Date: Thu, 17 Aug 2006 17:50:53 -0400
Reply-To: "Luo, Peter" <pluo@DRAFTNET.COM>
Sender: "SAS(r) Discussion" <SAS-L@LISTSERV.UGA.EDU>
From: "Luo, Peter" <pluo@DRAFTNET.COM>
Subject: Re: How slow is normal with large datasets?
Content-Type: text/plain; charset="US-ASCII"
If you do stepwise, 1.5M records and 50 vars will take a while, and # of
vars is far more time consuming than # of records. But then taking a
sample should help.
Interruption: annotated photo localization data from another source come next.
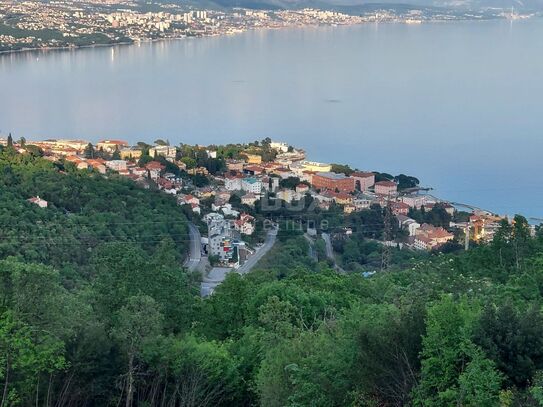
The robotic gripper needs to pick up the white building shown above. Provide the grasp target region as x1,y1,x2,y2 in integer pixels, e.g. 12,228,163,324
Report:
149,146,177,161
28,195,48,208
106,160,126,172
241,178,262,195
224,175,243,191
270,141,288,153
Since you only have a thousand ones, you might want
to take a 5-10% sample out of those million zeros.
-----Original Message-----
From: Paul [mailto:ptvonhippel@CHECKFREE.COM]
Sent: Thursday, August 17, 2006 5:57 AM
To: SAS-L@LISTSERV.VT.EDU
Subject: How slow is normal with large datasets?
I'm analyzing a large data set wth 1.5M rows and 50 variables. With 30
regressors, PROC LOGISTIC takes at least 15 minutes to give results --
and can take much longer if other users are running SAS jobs as well.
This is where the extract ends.